Someday......you know, when I'm rolling in extra funds......I'd like to get some molds for gummy candy making. I made one, ONCE, out of foil on my wire cooling rack. It made wonderful, thin, long "worms." It took longer to make the mold than to make the gummies and the foil was too delicate and tore in a few spots while I was taking them out, so NOT reusable.  Bummer.      

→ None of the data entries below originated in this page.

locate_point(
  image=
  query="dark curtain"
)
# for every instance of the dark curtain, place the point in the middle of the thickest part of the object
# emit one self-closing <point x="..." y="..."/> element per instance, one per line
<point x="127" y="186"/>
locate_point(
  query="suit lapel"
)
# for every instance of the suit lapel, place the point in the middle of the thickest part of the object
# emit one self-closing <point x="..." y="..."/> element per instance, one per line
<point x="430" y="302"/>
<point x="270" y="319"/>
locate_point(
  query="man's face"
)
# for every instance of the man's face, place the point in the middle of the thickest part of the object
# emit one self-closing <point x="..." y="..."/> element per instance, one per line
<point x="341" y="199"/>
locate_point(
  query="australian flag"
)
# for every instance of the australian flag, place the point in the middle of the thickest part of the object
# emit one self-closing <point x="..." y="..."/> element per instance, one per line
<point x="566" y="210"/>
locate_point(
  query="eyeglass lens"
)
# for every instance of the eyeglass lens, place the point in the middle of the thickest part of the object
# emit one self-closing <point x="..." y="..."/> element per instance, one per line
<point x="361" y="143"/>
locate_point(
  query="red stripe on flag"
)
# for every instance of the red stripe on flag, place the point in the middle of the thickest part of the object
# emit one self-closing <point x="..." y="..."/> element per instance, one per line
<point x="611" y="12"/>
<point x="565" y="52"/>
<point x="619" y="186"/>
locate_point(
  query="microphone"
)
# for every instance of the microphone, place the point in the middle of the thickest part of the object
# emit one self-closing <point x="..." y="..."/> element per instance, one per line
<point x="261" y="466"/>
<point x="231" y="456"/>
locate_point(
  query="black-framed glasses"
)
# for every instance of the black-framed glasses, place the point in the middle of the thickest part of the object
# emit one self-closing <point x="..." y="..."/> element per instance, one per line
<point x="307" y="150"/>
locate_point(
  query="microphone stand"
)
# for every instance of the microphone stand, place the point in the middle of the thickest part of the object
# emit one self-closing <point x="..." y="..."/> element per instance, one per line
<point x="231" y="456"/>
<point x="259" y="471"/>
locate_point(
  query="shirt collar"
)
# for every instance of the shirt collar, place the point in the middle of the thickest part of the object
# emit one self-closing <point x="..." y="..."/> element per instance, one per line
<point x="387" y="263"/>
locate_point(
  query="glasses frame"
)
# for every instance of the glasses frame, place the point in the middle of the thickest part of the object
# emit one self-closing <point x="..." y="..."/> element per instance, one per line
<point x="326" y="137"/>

Edited to add:  The cream of tartar adds extra "tart" which my taste buds like and extra potassium, which my body likes.  You can ramp it up or down, as needed.                                                                   

Homemade Baking Powder

Back in the "good ol' days" before packaged baked goods and breads, people made their own baking powder. The individual ingredient are shelf stable in air tight containers and will last for a very long time. Once mixed however, they react quickly, so just make enough for your current recipe and add at the end. 1 part baking soda 1 or 2 parts cream of tartar You can use 1 part cream of tartar if you have another acid in the recipe, like sour milk or lemon juice, sour cream cookies come to mind, and 2 parts cream of tartar if you don't....like chocolate chip cookies. I use the 2 to 1 ratio when substituting for baking powder in most recipes. Making your own baking powder will save money and help to avoid harmful additives like aluminum and cornstarch (most likely GMO).

Real Cornbread-gluten free

1 cup corn masa (white or blue or OG)
(Blue corn masa turns pinkish when cooked)
1 cup milk, kefir, buttermilk, or clabber
1 egg
1/8 tsp salt
1 TBS sucanat (optional)
1/2 tsp Homemade Baking Powder 
Coconut oil/butter for sides of pan

Mix and bake at 350 degrees for 45 minutes or until a toothpick (inserted) comes
out clean. I use my toaster oven for this recipe, it's small. Serve with large chunks of butter.